Formation and Care For Emerging Adults In An Age of Deconstruction
JOINT PROPOSAL with Rob Rhea
In response to the current trend of young adults declaring they have or are deconstructing their Christian faith, this paper will seek to address the psychological and social contexts of this phenomena, suggest three lenses for better understanding deconstruction, and provide approaches for spiritual formation practitioners in the church and academy to care for those experiencing this challenge of faith.
Emerging adulthood is a time of both optimism and uncertainty. Historically, adulthood has been marked by external achievements such as marriage, children, and home ownership, yet these markers are increasingly delayed or seen as altogether out of reach. The public failures of previously trusted Christian leaders and faith institutions are contributing factors in a growing sense of suspicion and disillusionment. Further, increasing current mental health challenges are fostering a growing sense of despair. These and other factors are some of what is behind Christian emerging adults seriously revising and/or suspending their faith commitments in record numbers. In light of these trends and challenges, the field of spiritual formation has much to bring to this conversation.
First, drawing on the history of Christian spirituality, the consolation/desolation dyad provides tremendous resources for peeling back the layers of the human heart to meet and engage the love of God in times of darkness and disorientation. Second, drawing on developmental psychology, spiritual formation practitioners can draw on Erikson’s moratorium schema to re-frame the high exploration of one’s beliefs as a good and necessary endeavor. This exploration, in both breadth and depth, can provide the needed grounding for future spiritual growth. And third, drawing on beauty, the third of the transcendentals, a horizon can emerge where seeing the beauty of the Lord and his creation can facilitate a reconnection and deepening of relationship with God.

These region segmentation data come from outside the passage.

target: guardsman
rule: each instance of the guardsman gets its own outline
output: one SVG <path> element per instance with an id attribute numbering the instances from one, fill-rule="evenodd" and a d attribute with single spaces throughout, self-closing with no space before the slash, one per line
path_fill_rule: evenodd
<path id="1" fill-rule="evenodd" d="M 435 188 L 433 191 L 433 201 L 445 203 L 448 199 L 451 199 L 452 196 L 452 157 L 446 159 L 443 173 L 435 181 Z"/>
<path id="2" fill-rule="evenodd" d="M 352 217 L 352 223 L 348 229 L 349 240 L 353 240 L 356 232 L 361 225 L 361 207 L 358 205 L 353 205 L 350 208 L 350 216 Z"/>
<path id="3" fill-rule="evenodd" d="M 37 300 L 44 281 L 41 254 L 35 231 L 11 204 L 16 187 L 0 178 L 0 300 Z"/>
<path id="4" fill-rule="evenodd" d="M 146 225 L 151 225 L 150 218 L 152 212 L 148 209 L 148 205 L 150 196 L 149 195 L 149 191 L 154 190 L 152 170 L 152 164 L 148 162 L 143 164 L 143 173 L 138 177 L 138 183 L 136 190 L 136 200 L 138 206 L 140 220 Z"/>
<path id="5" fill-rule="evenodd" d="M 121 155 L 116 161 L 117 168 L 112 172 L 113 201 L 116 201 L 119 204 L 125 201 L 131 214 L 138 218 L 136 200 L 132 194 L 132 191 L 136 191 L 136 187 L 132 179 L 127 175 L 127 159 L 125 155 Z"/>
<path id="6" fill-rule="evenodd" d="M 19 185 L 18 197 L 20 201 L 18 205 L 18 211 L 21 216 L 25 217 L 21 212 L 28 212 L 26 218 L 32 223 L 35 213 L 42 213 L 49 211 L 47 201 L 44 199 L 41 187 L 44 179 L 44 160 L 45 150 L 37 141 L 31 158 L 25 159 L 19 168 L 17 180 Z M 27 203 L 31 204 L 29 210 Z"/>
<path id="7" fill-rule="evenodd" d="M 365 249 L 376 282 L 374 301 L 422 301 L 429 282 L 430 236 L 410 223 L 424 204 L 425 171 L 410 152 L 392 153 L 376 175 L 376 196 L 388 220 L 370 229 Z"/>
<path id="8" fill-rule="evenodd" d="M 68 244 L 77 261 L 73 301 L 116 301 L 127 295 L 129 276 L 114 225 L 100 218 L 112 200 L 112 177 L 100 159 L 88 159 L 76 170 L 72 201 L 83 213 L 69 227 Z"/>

Churches and both Christian undergraduate and graduate education can respond by normalizing the elements of the deconstruction process and framing it as being the end of the beginning and not the beginning of the end of their faith. The contours of the human heart and the failures of trusted institutions are not new to our age. Students can be better equipped to navigate these difficult times by addressing these issues in introductory undergraduate classes and university ministry curriculums, highlighting the role of the love and beauty of God,. As some churches are not well equipped to address deconstruction, seminary education can explore ways to equip pastors to recognize and respond to those in this difficult season. Though these issues are uniquely expressed in our current age, the formation of the human heart is no different. Enduring practices and truths can and should be used to drawn upon to help emerging adults reconstruct and deepen their faith.